Tatapan yang kosong, jiwa yang kosong, dan raga yang mati. Membuat perempuan itu kehilangan arah dan ntah harus melakukan apalagi setelah ini. Ketakutan itu telah menusuk disanubari, menghantap dan mendorong mundur kebahagiaan yang dia ciptakan sendiri.

"Arrghhh!" Elena memegang kepala nya yang begitu nyeri, rasa sakit dan sesak didadanya menghantam keras begitu saja. Bayangan-bayangan masa lalu Elena bermunculan tanpa aba-aba. Tak berselang lama dari itu, Elena ambruk pingsan di tengah kerumunan siswa-siswi yang ingin menyaksikan kejadian pagi itu. Dengan sergap Vero membopong tubuh lemas Elena menuju ruang usaha kesehatan sekolah.

Elena benar-benar tidak mengerti, mengapa bayangan itu muncul kembali, kejadian yang berlangsung kurang lebih tiga tahun yang lalu, kembali menyeruak masuk dalam pikiran. Elena memegangi dadanya yang sesak, napas yang diatur sedemikian rupa agar tetap berjalan semestinya.

"Len." Vero menepuk pelan pundak Elena yang terlihat menggeliat tersadar dari pingsannya. Vero mengangkat pelan kepala Elena dan merapikan bantalnya agar dia bisa duduk bersandar dengan nyaman.

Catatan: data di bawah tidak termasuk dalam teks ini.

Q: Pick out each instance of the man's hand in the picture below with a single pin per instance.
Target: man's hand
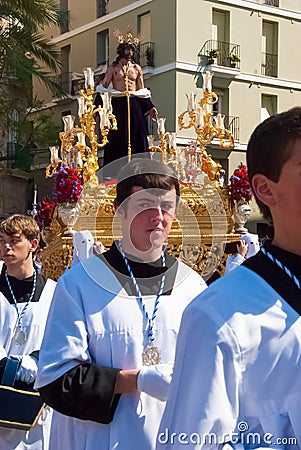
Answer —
(152, 113)
(28, 369)
(155, 380)
(242, 248)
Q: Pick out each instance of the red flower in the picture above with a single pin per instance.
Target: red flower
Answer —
(240, 187)
(68, 185)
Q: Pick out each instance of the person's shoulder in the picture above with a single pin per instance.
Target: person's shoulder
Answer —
(191, 273)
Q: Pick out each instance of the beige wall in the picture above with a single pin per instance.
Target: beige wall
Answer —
(179, 29)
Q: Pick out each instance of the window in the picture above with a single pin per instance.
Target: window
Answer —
(102, 47)
(269, 63)
(64, 8)
(268, 106)
(65, 78)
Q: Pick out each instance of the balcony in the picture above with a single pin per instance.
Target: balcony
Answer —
(101, 8)
(64, 80)
(65, 25)
(146, 54)
(269, 65)
(227, 54)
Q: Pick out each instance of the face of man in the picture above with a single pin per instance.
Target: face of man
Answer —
(15, 248)
(283, 198)
(128, 52)
(147, 218)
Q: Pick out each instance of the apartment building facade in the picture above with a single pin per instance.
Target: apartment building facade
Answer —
(176, 39)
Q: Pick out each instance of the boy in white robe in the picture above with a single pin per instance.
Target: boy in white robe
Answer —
(25, 297)
(112, 312)
(237, 376)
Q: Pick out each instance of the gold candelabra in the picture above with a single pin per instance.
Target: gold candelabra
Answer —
(199, 116)
(76, 152)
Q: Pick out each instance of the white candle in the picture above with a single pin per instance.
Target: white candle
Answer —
(105, 120)
(105, 101)
(68, 123)
(191, 97)
(81, 106)
(90, 77)
(172, 140)
(207, 81)
(161, 127)
(199, 120)
(207, 108)
(54, 156)
(79, 160)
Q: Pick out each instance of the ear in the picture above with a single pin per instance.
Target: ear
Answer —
(119, 210)
(263, 189)
(34, 243)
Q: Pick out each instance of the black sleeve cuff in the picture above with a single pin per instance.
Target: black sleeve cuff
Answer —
(85, 392)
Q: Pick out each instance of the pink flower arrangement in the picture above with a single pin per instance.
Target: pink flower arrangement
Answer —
(240, 188)
(44, 213)
(68, 185)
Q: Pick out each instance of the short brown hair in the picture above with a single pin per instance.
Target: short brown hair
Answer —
(270, 146)
(18, 223)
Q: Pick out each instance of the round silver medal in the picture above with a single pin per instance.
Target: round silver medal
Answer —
(151, 355)
(20, 336)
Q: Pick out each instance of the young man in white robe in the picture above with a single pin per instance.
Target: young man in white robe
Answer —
(111, 315)
(25, 297)
(238, 361)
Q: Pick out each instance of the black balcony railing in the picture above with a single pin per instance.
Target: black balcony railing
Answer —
(101, 8)
(220, 52)
(146, 54)
(232, 124)
(269, 65)
(270, 2)
(65, 26)
(64, 80)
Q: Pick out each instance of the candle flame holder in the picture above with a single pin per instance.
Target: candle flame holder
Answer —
(75, 152)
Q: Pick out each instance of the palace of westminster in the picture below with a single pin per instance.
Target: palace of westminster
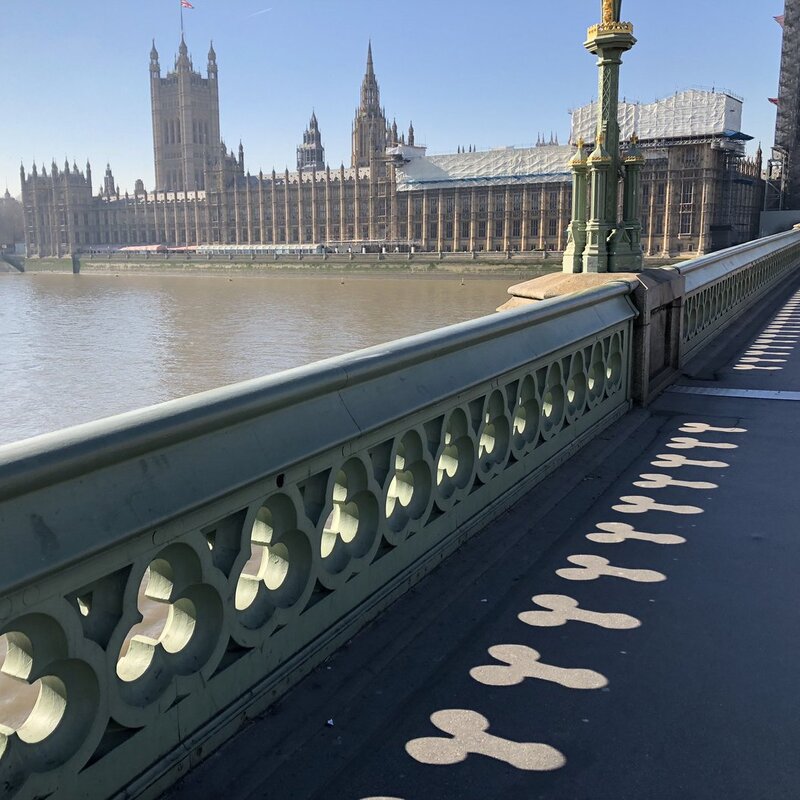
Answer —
(698, 192)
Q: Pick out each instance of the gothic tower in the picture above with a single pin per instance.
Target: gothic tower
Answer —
(185, 121)
(369, 128)
(311, 154)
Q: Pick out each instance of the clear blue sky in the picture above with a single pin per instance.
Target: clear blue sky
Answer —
(468, 72)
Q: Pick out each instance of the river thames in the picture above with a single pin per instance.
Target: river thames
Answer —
(79, 348)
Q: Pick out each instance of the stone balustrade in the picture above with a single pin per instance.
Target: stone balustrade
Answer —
(169, 572)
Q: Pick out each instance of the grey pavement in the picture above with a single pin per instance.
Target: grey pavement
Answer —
(468, 688)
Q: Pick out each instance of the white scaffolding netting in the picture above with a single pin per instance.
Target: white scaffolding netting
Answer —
(694, 112)
(491, 167)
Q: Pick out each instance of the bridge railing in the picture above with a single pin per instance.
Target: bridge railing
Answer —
(168, 572)
(720, 287)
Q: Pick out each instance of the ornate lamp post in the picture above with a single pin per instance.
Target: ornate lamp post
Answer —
(610, 245)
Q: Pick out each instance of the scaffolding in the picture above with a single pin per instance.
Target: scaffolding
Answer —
(784, 168)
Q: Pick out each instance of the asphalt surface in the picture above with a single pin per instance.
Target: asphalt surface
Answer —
(688, 690)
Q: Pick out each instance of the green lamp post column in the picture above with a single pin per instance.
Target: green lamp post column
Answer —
(595, 254)
(627, 245)
(608, 41)
(576, 233)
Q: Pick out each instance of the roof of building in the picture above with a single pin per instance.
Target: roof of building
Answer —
(490, 167)
(688, 114)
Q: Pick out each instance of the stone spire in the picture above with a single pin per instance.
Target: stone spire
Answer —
(369, 126)
(311, 153)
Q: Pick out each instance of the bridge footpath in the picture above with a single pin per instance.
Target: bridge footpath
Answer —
(627, 630)
(566, 533)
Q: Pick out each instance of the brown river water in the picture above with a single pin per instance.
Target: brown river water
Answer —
(75, 348)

Gadis itu mengedarkan pandangannya kesekeliling UKS. Seakan tahu apa yang ada dipikiran Elena, Vero memberi tahu keberadaan Elena saat ini. "Di UKS Len, lu tadi pingsan."

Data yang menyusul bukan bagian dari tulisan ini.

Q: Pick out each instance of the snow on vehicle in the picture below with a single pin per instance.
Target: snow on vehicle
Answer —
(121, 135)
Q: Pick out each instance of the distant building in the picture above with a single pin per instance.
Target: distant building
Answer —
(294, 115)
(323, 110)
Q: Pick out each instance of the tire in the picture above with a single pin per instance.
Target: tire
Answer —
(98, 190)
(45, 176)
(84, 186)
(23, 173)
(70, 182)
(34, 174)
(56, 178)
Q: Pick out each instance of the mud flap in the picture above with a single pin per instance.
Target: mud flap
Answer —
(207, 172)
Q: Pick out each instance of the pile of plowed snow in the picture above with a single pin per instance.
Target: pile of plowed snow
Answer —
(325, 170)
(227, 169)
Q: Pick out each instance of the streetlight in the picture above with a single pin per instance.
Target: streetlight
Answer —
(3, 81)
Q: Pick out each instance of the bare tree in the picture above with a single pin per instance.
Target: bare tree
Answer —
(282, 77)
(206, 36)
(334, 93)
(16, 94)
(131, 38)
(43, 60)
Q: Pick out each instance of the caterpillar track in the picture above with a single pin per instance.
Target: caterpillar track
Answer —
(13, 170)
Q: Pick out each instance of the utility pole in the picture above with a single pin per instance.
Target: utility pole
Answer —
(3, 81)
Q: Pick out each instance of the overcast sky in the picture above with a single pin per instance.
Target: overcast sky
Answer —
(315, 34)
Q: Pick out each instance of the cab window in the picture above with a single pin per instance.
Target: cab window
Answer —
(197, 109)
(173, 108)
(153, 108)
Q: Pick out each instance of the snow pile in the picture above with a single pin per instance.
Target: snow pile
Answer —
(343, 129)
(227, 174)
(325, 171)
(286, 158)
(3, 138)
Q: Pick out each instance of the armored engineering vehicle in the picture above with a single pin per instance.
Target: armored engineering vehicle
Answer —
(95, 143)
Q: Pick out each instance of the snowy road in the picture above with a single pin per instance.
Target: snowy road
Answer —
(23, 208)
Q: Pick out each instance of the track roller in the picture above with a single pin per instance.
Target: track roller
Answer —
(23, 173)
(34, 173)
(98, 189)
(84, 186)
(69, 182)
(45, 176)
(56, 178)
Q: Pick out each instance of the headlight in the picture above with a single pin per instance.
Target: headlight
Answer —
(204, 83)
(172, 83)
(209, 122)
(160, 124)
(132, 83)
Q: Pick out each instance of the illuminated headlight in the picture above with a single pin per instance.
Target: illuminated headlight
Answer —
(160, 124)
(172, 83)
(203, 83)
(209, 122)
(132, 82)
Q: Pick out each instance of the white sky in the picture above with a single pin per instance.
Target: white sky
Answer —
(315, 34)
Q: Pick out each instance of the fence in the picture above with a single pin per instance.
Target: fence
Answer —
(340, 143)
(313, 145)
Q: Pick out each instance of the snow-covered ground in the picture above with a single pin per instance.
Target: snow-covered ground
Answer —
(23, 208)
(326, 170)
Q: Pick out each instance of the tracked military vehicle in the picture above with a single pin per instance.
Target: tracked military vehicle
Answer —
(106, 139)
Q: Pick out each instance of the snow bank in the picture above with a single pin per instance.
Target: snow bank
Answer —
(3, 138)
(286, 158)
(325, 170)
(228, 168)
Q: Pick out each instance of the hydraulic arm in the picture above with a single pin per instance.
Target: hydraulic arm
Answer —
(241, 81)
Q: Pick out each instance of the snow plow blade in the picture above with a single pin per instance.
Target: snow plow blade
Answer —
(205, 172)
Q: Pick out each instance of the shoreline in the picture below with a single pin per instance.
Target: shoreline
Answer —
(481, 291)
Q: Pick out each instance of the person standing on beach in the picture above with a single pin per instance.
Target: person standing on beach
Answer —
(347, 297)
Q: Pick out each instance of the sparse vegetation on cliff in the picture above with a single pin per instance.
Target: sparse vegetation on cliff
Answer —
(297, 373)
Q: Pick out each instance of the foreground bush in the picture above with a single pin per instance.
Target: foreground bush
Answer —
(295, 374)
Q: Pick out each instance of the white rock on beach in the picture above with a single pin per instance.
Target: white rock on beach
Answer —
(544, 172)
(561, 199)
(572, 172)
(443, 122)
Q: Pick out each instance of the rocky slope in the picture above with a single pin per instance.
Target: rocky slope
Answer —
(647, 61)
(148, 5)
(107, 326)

Elena teringat kejadian beberapa menit lalu, dia meneteskan air mata dikala sadar bayang-bayang apa yang tadi menembus pikirannya, mengajak untuk terjun bebas dalam rasa trauma masa lalunya. Vero menyodorkan tisu yang memang sudah tersedia di setiap masing-masing ranjang UKS.
"Ro?" Elena berusaha untuk mencairkan suasana. "Perempuan tadi-"

"Len!" Vero memotong ucapan Elena, sebelum dia mempunyai kesempatan untuk menyampaikan apa isi kepalanya. "Udahlah jangan dipikirin dulu." Vero mengambil botol minum yang telah disediakan pihak UKS dan menyodorkannya ke Elena.

"Enggak Ro, gue cuma pengen tau aja keadaannya."

"Gue ga liat, gue jagain lu." Setelah diam beberapa saat dia melanjutkan ucapannya. "Tapi gue denger dia berhasil diamanin pihak sekolah." Vero mengulas senyum ke arah Elena, menandakan bahwa semuanya baik-baik saja.

Elena hanya menganggukkan kepala, tidak berusaha sedikit pun untuk tahu lebih banyak lagi. Karena menyadari kondisinya yang masih seperti ini. Elena menatap dinding sekitarnya, untuk mengurus dirinya saja merasa belum tentu becus, apalagi mau urusin orang lain. Elena hanya ingin tahu apa perempuan tadi baik-baik saja.

"Kemarin yang sempat rame ternyata anak-anak lagi bahas itu." Vero menghela napas pelan. "Katanya Neska memutuskan untuk melakukan itu karena sekarang dia positif hamil."

Elena membekap mulutnya erat-erat, matanya sedikit terbelalak dan dia berusaha menetralkan detak jantungnya. "Namanya Neska?" Hanya kata itu yang lolos dari kerongkongannya.

***

Tak berselang lama, pemberitahuan bahwa kepala sekolah menyuruh semua siswa-siswi untuk berkumpul di halaman sekolah terdengar. Vero membantu Elena untuk menegakkan badannya, Elena tak ingin berdiam diri terlalu lama di ruangan berbau obat ini.

"Selamat pagi anak-anak hebat SMK Jaya Arma, saya selaku kepala sekolah memohon maaf yang sebesar-besarnya atas kericuhan yang terjadi pagi tadi. Saya berharap anak-anak semuanya tidak memikirkan hal tersebut, agar tidak menggangu pembelajaran kedepannya-" Suara kepala sekolah mulai menggema di atas mic di depan sana.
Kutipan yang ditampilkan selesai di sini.